Hello Tomorrow Conference : les innovations qu'il ne fallait pas louper

La deuxième édition de la conférence Hello Tomorrow s'est déroulée jeudi et vendredi dernier à la Cité des sciences et de l'industrie. La rédaction d'Industrie & Technologies était sur place le vendredi.

Un robot Lego en Open-Source, une intelligence artificielle pour smartphone, le projet de train ultra-rapide d’Elon Musk, une expérience de réalité virtuelle pour comprendre le quotidien des schizophrènes, une flotte de drones pour lutter contre la déforestation… Retour sur les principales innovations qui ont marqué la deuxième journée de la Hello Tomorrow Conference.

Pitchs de start-up, tables rondes, démonstrations, workshops… Vendredi dernier, la Cité des sciences et de l’industrie grouillait d’innovations à l’occasion de la deuxième journée de la conférence Hello Tomorrow. Sur place, la rédaction d’Industrie & Technologies a arpenté les différentes allées pour dénicher les projets les plus prometteurs. Voici notre sélection. 
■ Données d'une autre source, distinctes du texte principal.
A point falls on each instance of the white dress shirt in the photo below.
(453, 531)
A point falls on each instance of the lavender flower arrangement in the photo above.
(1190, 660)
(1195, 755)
Biocarbon Engineering remporte le Hello Tomorrow Challenge

La grande finale du Hello Tomorrow Challenge a clôturé ces deux journées de conférence. C’est la start-up britannique BioCarbon Engineering qui a décroché le premier prix : une enveloppe de 100 000 euros. Imaginée par Lauren Fletcher, un ancien ingénieur de la Nasa, la jeune pousse compte replanter un milliard d’arbres par an grâce à une flotte de drones pour lutter contre la déforestation. Dans les détails, les drones sont capables de cartographier le taux de boisement des zones qu’ils survolent et de mesurer le potentiel de reforestation. Après s’être approchés du sol à une hauteur d’environ 2 à 3 mètres, les drones envoient les graines à une vitesse suffisamment importante pour qu’elles puissent pénétrer le sol. Selon Lauren Fletcher, un drone serait en mesure de planter 10 graines par minute.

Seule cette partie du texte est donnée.